But for the interludes, brief but vivid, depicting the lives of the women left behind, Andrea Barrett's The Voyage of the Narwhal could be a contemporary novel from the age it depicts, the mid-19th century, when polar exploration was in vogue and a single woman's pleas and offers of financial reward could send dozens of expeditions into danger in the hope of finding some trace of her husband's lost party.
Zeke Vorhees is one of many young, well-to-do New Englanders obsessed with the fate of Sir John Franklin and his crew, lost in an earlier exploration of the Arctic Circle. As the novel opens, he has convinced his lifelong friend and future brother-in-law, Erasmus Darwin Wells (and yes, Erasmus is named for Charles Darwin's daddy, and yes, he is a naturalist of the fussing-around-in-preserved-collections sort) to abandon his repository and becoming Zeke's logistics manager for an expedition to go find more evidence of the Franklin expedition's fate.
Erasmus is our narrator here, one with a refreshing emotional intelligence we might not entirely expect from a true 19th century Man of Science (but wouldn't it be great if we could? This novel answers YES) as he resolves to pay proper attention, for once, to the staff and underlings who will make his research possible. He thus gives us portraits of all the crew of the Narwhal, from the newly-recruited young cook, Ned (only survivor of a large Irish family who fled the potato famine) to the irascible Captain Tyler to the remarkable and Dr. Maturin-esque (for you Patrick O'Brian fans) Dr. Boerhaave as they journey north, seek traces of the Franklin Expedition, encounter various Inuits (herein referred to by the 19th century term and spelling of "Esquimaux") and spend a terrible winter frozen in place when Zeke springs on them that their more important aim was always to find the fabled Northwest Passage* and nobody's going home until they try.

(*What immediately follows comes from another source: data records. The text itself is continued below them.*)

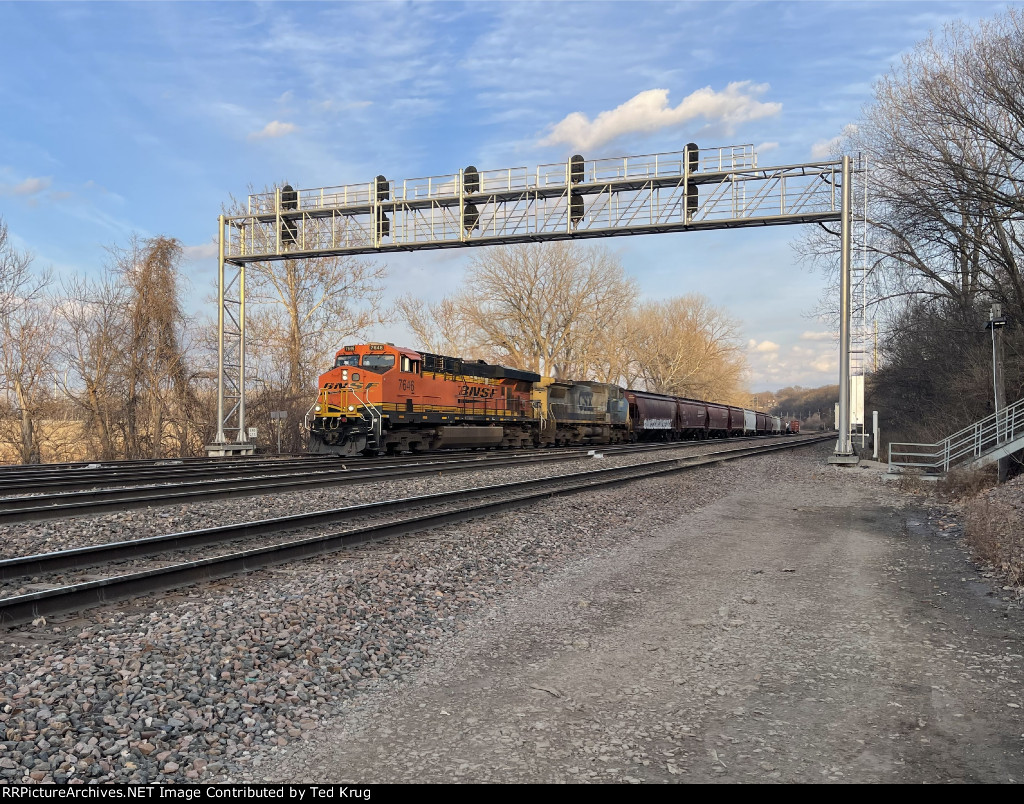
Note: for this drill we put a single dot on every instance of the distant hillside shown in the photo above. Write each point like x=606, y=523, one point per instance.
x=811, y=406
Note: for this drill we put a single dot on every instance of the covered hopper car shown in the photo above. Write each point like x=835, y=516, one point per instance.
x=379, y=398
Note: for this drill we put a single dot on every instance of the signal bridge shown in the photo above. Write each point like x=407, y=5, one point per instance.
x=688, y=189
x=684, y=191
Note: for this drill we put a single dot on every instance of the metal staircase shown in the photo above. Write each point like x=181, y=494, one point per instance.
x=983, y=442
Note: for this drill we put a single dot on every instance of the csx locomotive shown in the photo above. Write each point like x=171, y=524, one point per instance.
x=382, y=398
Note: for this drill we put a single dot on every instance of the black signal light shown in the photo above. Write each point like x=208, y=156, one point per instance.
x=692, y=166
x=576, y=169
x=470, y=216
x=470, y=180
x=289, y=201
x=576, y=209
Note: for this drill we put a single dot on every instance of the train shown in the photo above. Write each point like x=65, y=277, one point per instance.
x=381, y=398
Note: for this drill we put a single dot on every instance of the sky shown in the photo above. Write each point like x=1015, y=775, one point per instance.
x=146, y=118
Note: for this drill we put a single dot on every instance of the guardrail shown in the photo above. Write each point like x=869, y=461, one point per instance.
x=973, y=442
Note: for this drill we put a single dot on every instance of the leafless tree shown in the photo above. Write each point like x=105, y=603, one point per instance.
x=943, y=140
x=27, y=346
x=92, y=341
x=546, y=307
x=687, y=346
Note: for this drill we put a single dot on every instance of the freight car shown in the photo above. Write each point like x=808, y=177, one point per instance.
x=383, y=398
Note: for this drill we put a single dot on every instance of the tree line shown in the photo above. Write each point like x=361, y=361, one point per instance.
x=114, y=366
x=568, y=310
x=945, y=237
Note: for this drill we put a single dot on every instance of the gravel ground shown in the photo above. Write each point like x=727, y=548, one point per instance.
x=772, y=619
x=822, y=627
x=53, y=535
x=209, y=682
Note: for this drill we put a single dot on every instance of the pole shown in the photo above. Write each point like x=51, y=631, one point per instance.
x=220, y=333
x=843, y=446
x=243, y=436
x=998, y=388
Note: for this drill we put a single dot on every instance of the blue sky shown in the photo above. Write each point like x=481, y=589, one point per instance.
x=121, y=118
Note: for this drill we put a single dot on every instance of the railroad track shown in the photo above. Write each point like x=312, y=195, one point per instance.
x=449, y=508
x=307, y=475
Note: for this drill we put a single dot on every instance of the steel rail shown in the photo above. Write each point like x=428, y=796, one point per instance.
x=24, y=608
x=39, y=507
x=78, y=558
x=95, y=478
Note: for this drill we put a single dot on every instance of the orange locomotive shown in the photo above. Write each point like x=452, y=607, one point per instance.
x=380, y=397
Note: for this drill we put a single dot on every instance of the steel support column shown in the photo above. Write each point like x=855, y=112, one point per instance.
x=844, y=446
x=220, y=332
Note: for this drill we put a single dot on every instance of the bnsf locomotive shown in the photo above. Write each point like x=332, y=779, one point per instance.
x=382, y=398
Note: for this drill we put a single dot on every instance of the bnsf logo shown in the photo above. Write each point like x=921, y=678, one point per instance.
x=475, y=392
x=351, y=386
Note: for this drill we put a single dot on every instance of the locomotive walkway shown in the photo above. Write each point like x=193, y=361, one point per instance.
x=817, y=627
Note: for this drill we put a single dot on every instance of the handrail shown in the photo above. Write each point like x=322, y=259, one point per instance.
x=970, y=442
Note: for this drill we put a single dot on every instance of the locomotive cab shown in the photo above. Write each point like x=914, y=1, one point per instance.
x=347, y=417
x=380, y=397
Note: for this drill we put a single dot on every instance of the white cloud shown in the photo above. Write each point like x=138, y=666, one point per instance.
x=273, y=129
x=824, y=364
x=649, y=112
x=197, y=253
x=824, y=149
x=30, y=186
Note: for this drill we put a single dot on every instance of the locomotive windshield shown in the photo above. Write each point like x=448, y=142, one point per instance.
x=379, y=363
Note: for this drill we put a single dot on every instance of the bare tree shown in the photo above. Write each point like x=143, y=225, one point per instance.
x=547, y=307
x=688, y=347
x=27, y=345
x=438, y=328
x=93, y=339
x=154, y=368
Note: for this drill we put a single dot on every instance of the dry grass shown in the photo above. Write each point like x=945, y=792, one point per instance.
x=993, y=522
x=958, y=484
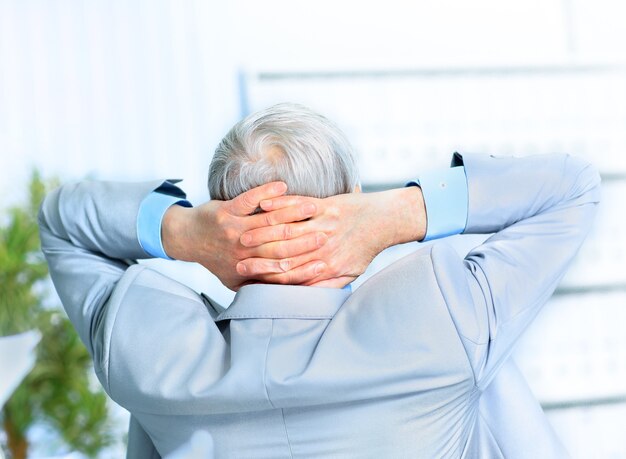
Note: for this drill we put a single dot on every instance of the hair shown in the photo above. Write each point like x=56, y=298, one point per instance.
x=285, y=142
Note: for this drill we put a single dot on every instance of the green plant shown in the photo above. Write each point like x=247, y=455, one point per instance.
x=57, y=391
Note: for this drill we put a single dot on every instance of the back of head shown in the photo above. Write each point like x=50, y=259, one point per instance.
x=285, y=142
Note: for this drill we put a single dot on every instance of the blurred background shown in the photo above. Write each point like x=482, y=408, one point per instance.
x=139, y=89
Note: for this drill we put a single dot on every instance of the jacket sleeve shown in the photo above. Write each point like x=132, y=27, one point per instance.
x=540, y=209
x=89, y=237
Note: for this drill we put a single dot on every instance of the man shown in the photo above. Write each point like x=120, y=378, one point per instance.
x=398, y=368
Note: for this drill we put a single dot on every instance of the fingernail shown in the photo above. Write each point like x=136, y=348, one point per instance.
x=309, y=208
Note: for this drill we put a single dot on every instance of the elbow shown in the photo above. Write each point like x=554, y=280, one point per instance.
x=586, y=185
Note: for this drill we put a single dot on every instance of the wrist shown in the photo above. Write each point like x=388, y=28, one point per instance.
x=408, y=215
x=174, y=227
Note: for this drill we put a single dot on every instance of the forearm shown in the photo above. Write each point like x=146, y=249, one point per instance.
x=506, y=190
x=100, y=217
x=87, y=232
x=401, y=215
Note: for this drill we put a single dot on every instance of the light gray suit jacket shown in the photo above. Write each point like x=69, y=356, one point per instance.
x=396, y=369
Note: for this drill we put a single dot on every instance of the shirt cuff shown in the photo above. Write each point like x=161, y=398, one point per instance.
x=446, y=201
x=150, y=218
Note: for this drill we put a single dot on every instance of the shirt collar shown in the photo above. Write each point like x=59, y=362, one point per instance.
x=270, y=301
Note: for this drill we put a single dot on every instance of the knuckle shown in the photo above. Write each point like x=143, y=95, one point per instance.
x=231, y=234
x=221, y=217
x=286, y=232
x=281, y=251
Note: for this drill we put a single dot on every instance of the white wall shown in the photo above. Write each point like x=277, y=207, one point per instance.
x=136, y=89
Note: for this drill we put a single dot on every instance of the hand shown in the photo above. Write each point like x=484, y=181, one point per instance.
x=210, y=235
x=358, y=227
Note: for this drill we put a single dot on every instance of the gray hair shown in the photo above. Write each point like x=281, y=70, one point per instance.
x=286, y=142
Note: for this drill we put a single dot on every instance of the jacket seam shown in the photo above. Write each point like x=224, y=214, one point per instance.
x=110, y=337
x=274, y=316
x=282, y=412
x=267, y=350
x=459, y=334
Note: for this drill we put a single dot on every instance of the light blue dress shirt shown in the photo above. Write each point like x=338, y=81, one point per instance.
x=444, y=190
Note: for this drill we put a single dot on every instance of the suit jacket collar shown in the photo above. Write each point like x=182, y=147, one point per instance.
x=269, y=301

Interspersed with Erasmus' first-person accounts are brief looks in at the lives of Erasmus' sister Lavinia, Zeke's fiancee, and her live-in companion Alexandra, as they wait for the return of Our Heroes. Lavinia pines somewhat conventionally, but Alexandra finagles her way into an apprenticeship as an engraver and winds up helping a publishing firm frantically race to complete a lavish illustrated edition of Elisha Kent Kane's own travel reports of an expedition seeking the Franklin party.
I would gladly have read a whole book dedicated to Alexandra's story; alas, we mostly just get glimpses of this until the novel's final act.
Big thanks to my mother, by the way, who originally stumbled across this gem while looking for books for my dad, who is a hard guy to find reading material for. We still haven't gotten him to read it, by the way. Stubborn!
*It's especially interesting to read about this idea now, in 2018, when it looks more and more likely that this might actually become a reality in my lifetime thanks to climate change. D'oh.